[K12OSN] OT:ipchains, firewalls, nat, forwarding
Mike Ely
mely at rogueriver.k12.or.us
Tue Dec 6 18:31:39 UTC 2005
I second that - I use firehol on my webserver, and it does a nice job
without too much effort. I've written such things from scratch, and
this did what I wanted to do a whole lot quicker than writing yet
another 200+ line shell script.
One note: ipchains went away with the 2.2 kernel - we now have iptables,
which among other things is stateful (think RELATED,ESTABLISHED -j
ACCEPT rules).
Cheers,
Mike
Henry Burroughs wrote:
> I use a program called FireHol (firehol.sf.net), which uses a simple
> configuration file to write iptables codes. It works from shutting all
> the holes and then poking certain things through. I have a pretty decent
> set of definitions which do some port forwarding and redirection and it
> works nicely.
>
> Henry Burroughs
>
>
> On Sat, 2005-12-03 at 16:09 -0500, Mike Heins wrote:
>> Quoting Eric Brown (ericbrown at mi-spot.com):
>>> I call this OT because it's not on a K12LTSP installation. I chose not to
>>> install a firewall on my K12LTSP installation to simplify matters, since our
>>> district is "supposed" to handle all that. I never had any trouble with
>>> the terminal server forwarding things.
>>>
>>> I just recieved another server where the vendor installed Fedora core 4 with
>>> the "Install everything" option, as well as installing a firewall. THis
>>> machine is going to act as a gateway machine and a file server for a bunch
>>> of XP machines. Thanks to a question I asked this group a few months ago, I
>>> managed to get DHCP running. With some googleing, I can ping an external IP
>>> from one of the XP machines. I would like to allow dns and web access, but
>>> I want to kill any MSN access and pretty much anything else.
>>>
>>> So I'm split. I could ease my headach and turn off the firewall. Would the
>>> fileserver then allow all traffic through it?
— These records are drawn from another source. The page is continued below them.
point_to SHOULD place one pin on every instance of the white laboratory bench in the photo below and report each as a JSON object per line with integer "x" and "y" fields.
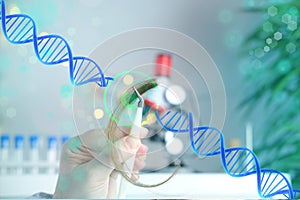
{"x": 183, "y": 186}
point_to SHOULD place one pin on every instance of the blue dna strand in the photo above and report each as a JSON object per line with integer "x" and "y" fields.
{"x": 51, "y": 49}
{"x": 237, "y": 161}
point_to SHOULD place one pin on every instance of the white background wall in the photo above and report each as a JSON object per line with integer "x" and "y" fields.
{"x": 35, "y": 98}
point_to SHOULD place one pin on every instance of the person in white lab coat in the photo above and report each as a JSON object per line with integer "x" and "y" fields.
{"x": 87, "y": 169}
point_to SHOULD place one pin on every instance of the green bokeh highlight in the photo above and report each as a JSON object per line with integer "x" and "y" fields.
{"x": 124, "y": 97}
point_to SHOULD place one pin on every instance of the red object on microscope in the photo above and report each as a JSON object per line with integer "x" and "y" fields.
{"x": 156, "y": 100}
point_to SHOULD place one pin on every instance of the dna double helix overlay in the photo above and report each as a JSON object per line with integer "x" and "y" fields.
{"x": 51, "y": 49}
{"x": 237, "y": 161}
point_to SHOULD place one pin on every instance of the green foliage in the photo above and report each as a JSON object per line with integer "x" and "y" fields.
{"x": 274, "y": 76}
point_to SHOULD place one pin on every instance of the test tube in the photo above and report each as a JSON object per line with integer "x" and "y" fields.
{"x": 4, "y": 150}
{"x": 34, "y": 153}
{"x": 19, "y": 152}
{"x": 52, "y": 154}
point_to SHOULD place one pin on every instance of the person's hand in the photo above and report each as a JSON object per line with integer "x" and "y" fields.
{"x": 86, "y": 166}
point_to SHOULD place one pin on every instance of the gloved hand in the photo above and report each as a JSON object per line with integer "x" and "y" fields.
{"x": 86, "y": 166}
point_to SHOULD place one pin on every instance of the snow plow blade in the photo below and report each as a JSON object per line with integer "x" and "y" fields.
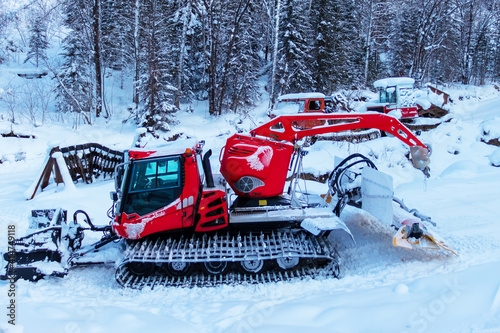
{"x": 413, "y": 234}
{"x": 420, "y": 158}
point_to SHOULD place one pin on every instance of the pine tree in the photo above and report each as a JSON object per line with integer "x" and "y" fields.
{"x": 38, "y": 43}
{"x": 295, "y": 51}
{"x": 155, "y": 88}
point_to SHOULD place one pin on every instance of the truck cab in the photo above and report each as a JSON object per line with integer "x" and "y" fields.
{"x": 395, "y": 94}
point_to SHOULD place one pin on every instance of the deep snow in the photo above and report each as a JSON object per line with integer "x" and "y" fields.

>> Yes. But typically, the simple Linux firewall setup only blocks incoming
>> connections. the settings will allow most *outgoing* traffic.
>>
>>> OR (and I've been searching on this all day), how can I turn it on to allow
>>> port s 53 and 80 through the file server. Better yet, can anyone point me
>>> to a very *simple* explanation of how to do this in general (give a man a
>>> fish...). All references I could find were too lengthy or strictly involved
>>> ppp which isn't being used here.
>>>
>> You could use iptables to limit outgoing traffic as well, but it is
>> hard.
>>
>> I am a big command-line guy, but firewalls are too complicated and too
>> detail-oriented to deal with on that basis. So I recommend using a tool
>> like GuardDog to manage your firewall.